Aimee Reardon, who works with returnees in her role with Prisoners' Aid and Rehabilitation Society (Pars), told the Herald that returnees already struggled with thinking that locals recognised them or were looking at them, when that was not always the case.
She said that the report didn't accurately reflect the ratio of New Zealanders coming back with relatively minor charges, saying they form the majority of deportees - and characterised Peter Dutton's comments as "ignorant", saying the minister was "ill-informed".
She also said that racism played a part in how the policy was enforced, saying there were "ulterior motives" at play.
She said his comments would hit hard for returnees, many of whom already needed counselling to "see themselves as people" again.
She said she has spoken to one returnee was "really upset" after seeing the report and concerned that his family in Australia might see it and it might affect the perceptions of people in his new community.

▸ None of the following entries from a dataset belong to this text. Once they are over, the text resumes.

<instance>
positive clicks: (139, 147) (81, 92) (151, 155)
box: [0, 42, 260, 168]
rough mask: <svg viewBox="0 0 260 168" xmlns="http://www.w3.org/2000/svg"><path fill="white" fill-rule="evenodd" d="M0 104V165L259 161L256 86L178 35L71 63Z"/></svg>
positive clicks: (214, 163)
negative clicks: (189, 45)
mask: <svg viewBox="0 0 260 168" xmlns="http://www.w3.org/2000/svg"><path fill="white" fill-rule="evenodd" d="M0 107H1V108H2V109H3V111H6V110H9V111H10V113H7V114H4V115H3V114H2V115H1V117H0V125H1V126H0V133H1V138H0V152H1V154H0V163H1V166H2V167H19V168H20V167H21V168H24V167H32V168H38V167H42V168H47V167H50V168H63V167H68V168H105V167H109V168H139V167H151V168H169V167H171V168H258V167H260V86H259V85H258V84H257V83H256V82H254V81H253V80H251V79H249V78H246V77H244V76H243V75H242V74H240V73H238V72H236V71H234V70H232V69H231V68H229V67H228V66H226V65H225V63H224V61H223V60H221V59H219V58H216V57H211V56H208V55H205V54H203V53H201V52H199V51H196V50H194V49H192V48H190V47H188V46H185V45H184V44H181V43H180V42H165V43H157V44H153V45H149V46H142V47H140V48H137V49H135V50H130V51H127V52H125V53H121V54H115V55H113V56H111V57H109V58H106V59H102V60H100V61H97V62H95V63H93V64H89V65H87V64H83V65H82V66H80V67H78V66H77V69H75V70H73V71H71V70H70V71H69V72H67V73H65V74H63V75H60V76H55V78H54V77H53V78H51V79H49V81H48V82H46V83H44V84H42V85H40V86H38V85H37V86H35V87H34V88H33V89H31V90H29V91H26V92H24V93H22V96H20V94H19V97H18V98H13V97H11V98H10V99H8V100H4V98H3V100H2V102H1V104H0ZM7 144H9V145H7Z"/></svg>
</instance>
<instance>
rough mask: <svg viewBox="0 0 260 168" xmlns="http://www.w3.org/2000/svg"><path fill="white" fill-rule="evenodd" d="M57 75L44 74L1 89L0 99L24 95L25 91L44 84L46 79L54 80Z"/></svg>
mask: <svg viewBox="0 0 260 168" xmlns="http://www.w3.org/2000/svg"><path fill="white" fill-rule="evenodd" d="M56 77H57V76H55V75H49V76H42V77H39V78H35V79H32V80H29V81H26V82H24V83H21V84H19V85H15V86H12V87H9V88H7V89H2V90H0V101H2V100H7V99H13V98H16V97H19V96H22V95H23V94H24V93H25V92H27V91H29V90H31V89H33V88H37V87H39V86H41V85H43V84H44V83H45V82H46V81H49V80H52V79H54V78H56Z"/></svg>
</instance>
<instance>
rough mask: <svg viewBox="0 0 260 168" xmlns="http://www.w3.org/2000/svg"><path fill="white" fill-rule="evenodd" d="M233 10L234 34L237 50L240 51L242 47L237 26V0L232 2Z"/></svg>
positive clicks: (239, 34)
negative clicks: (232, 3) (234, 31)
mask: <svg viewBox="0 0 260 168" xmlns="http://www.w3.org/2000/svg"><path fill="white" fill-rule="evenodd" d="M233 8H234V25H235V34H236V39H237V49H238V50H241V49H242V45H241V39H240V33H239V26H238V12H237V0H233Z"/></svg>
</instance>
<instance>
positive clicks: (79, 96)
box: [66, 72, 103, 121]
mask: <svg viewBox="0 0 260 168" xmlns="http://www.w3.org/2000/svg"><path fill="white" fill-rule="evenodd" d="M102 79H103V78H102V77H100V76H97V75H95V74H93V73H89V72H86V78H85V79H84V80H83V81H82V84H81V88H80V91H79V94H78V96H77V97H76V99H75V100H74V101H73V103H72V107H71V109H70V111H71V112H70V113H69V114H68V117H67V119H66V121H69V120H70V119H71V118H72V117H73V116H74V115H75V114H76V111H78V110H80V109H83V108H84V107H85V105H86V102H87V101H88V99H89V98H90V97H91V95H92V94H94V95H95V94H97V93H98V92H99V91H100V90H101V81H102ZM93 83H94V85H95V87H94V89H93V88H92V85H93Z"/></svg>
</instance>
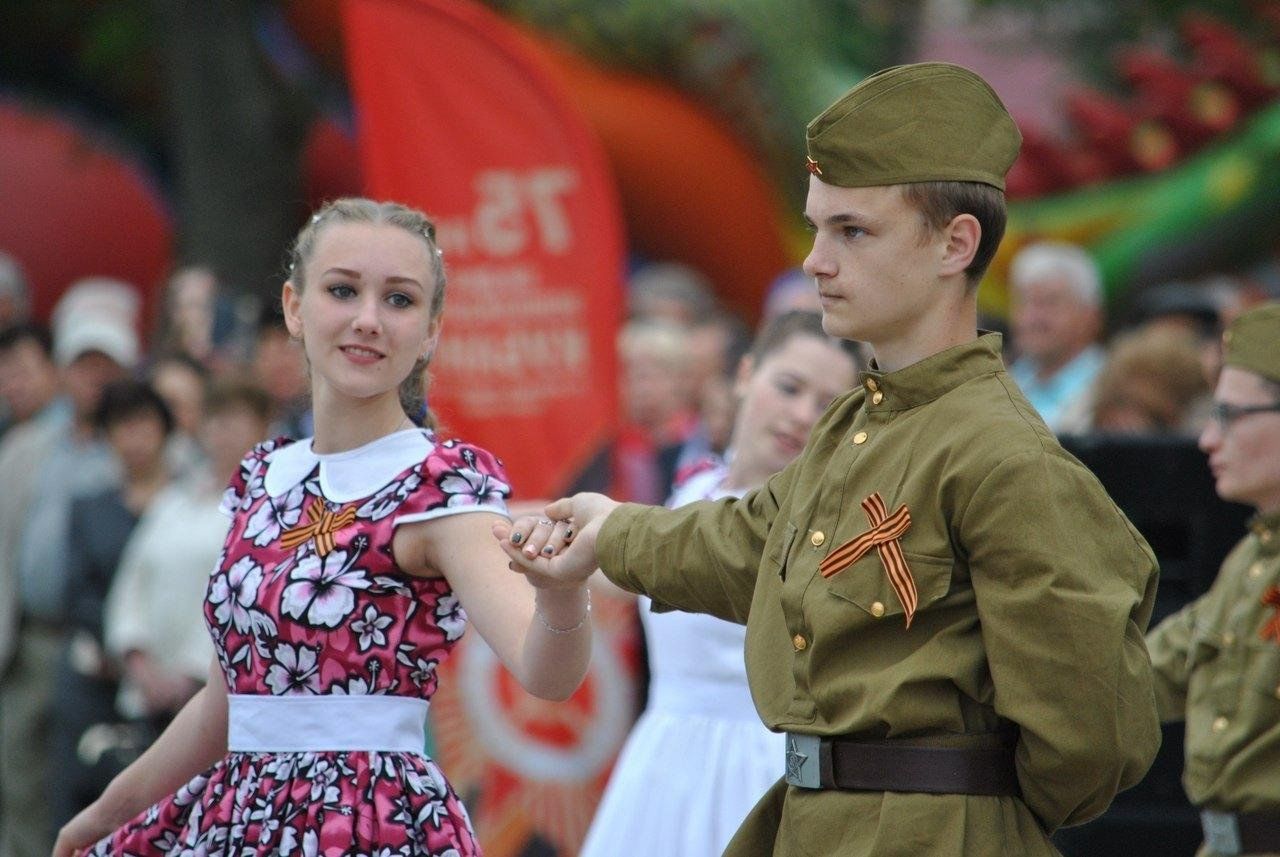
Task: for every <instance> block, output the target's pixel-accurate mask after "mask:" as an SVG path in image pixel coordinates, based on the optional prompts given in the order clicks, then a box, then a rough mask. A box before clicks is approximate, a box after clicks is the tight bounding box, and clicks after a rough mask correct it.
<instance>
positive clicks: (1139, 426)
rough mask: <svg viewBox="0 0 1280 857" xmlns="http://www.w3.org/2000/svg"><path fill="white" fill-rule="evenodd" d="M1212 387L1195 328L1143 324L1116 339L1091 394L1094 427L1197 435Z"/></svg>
mask: <svg viewBox="0 0 1280 857" xmlns="http://www.w3.org/2000/svg"><path fill="white" fill-rule="evenodd" d="M1210 391H1211V388H1210V384H1208V381H1207V380H1206V377H1204V373H1203V362H1202V353H1201V345H1199V340H1198V338H1197V335H1196V334H1194V333H1193V331H1189V330H1184V329H1178V327H1162V326H1155V327H1139V329H1138V330H1133V331H1129V333H1126V334H1123V335H1121V336H1117V338H1116V339H1115V340H1114V342H1112V344H1111V348H1110V352H1108V354H1107V358H1106V363H1105V365H1103V366H1102V370H1101V372H1100V373H1098V377H1097V380H1096V384H1094V390H1093V394H1092V398H1093V420H1092V428H1093V430H1096V431H1106V432H1121V434H1156V435H1169V434H1180V435H1187V436H1194V435H1196V434H1198V430H1199V427H1201V421H1202V417H1203V414H1206V413H1207V400H1208V395H1210Z"/></svg>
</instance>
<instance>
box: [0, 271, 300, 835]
mask: <svg viewBox="0 0 1280 857" xmlns="http://www.w3.org/2000/svg"><path fill="white" fill-rule="evenodd" d="M142 303H143V302H142V295H141V293H140V292H138V289H136V288H134V287H133V285H131V284H128V283H123V281H120V280H115V279H110V278H90V279H84V280H79V281H77V283H73V284H69V287H68V288H67V290H65V292H64V293H63V295H61V297H60V298H59V301H58V303H56V304H55V307H54V310H52V312H51V315H50V321H49V324H47V325H45V324H41V322H38V321H37V320H35V318H32V317H31V308H29V307H31V301H29V294H28V287H27V283H26V280H24V278H23V272H22V269H20V266H19V265H18V263H15V262H14V261H13V260H12V258H9V257H8V256H5V255H4V253H0V480H4V484H5V491H4V492H3V494H0V854H36V853H49V852H50V849H51V847H52V831H54V830H56V828H58V825H60V824H63V822H64V821H67V820H68V819H69V817H70V816H72V815H73V814H76V812H77V811H79V810H81V808H82V807H83V806H86V805H87V803H88V802H90V801H91V799H93V798H95V797H96V796H97V794H99V793H100V792H101V789H102V788H104V787H105V784H106V783H108V782H109V780H110V778H111V776H113V775H114V774H115V773H118V771H119V770H120V769H122V767H123V766H124V765H127V764H128V762H129V761H131V760H132V759H133V757H136V756H137V755H138V753H140V752H142V751H143V750H145V748H146V746H147V744H148V742H150V741H151V739H152V738H154V737H155V735H156V734H159V730H160V729H163V727H164V725H165V723H168V720H169V719H170V718H172V716H173V715H174V714H175V712H177V711H178V710H179V709H180V707H182V705H183V704H184V702H186V701H187V698H189V697H191V696H192V695H193V693H195V692H196V691H197V689H198V688H200V686H201V684H202V682H204V680H205V678H206V675H207V672H209V663H210V660H211V657H212V643H211V641H210V640H209V634H207V632H206V631H205V628H204V624H202V623H201V622H200V615H201V610H202V601H204V595H205V585H206V579H207V576H209V572H210V569H211V568H214V565H215V563H216V559H218V555H219V553H220V550H221V545H223V540H224V536H225V531H227V518H225V515H224V514H221V513H220V512H219V503H220V500H221V496H223V490H224V487H225V485H227V484H228V481H229V478H230V476H232V475H233V472H234V469H236V467H237V466H238V463H239V460H241V458H242V455H243V454H244V453H246V452H247V450H248V449H250V448H251V446H252V445H253V444H256V443H257V441H260V440H262V439H265V437H268V436H271V435H273V434H289V435H294V436H301V435H305V434H307V430H308V426H307V417H306V414H307V404H306V397H305V391H306V382H307V381H306V367H305V362H303V358H302V354H301V349H300V348H298V347H297V344H296V343H292V342H291V340H289V338H288V334H287V333H285V331H284V325H283V317H280V316H279V315H278V313H276V312H274V311H271V310H270V308H268V310H265V311H262V312H255V313H250V315H248V320H247V322H246V320H244V318H238V316H243V315H246V313H243V312H241V313H237V312H236V307H234V306H233V304H232V302H230V301H229V299H228V297H227V295H224V294H221V293H220V292H219V288H218V281H216V279H215V278H214V276H212V275H211V274H210V272H209V271H206V270H204V269H198V267H192V269H182V270H179V271H177V272H175V274H174V275H173V276H172V279H170V281H169V283H168V284H166V289H165V293H164V295H163V299H161V302H160V303H161V307H163V311H161V313H160V321H159V324H157V325H155V326H154V327H155V329H154V330H151V331H150V336H147V335H143V334H142V331H143V330H146V329H147V327H151V326H152V325H147V324H146V320H145V318H142V317H141V313H142Z"/></svg>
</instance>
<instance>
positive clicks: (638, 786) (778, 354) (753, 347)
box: [581, 311, 859, 857]
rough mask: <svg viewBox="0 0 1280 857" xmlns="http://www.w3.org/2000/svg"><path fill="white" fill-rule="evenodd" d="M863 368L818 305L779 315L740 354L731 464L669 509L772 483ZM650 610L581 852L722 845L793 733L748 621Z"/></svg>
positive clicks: (777, 773) (855, 381)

Australia's deportation of criminals born in New Zealand has been a sticking point in our diplomatic relationship with "The Lucky Country" since they began enforcing the policy in 2014, under s501 of the Australian Migration Act.
Many have no links to New Zealand, having shifted to Australia at a young age and going on to have families and put down roots.
The issue came to a head early last year, when Prime Minister Jacinda Ardern took her Australian counterpart Scott Morrison to task during a joint press conference.
"New Zealand and Australia's relationship is being tested," she said, pointing out disparities in many areas of how the respective countries treat each other's citizens before taking aim at Morrison over the deportation policy.
"We have a simple request. Send back Kiwis, genuine Kiwis - do not deport your people and your problems," Ardern said.
She noted that some deportees had found their way to crime years after leaving Aotearoa, noting that when they left they were "too young to become patched gang members. Too young to be organised criminals".
"We will own our people. We ask that Australia stop exporting theirs," Ardern said.
Morrison shrugged the comments off and said there would be no change as the policy was "not directed to any one country or any one nationality whatsoever".
"It is a statement of Australia's immigration and border laws that if people that are not citizens commit crimes in Australia, then they have violated the terms of being in this country."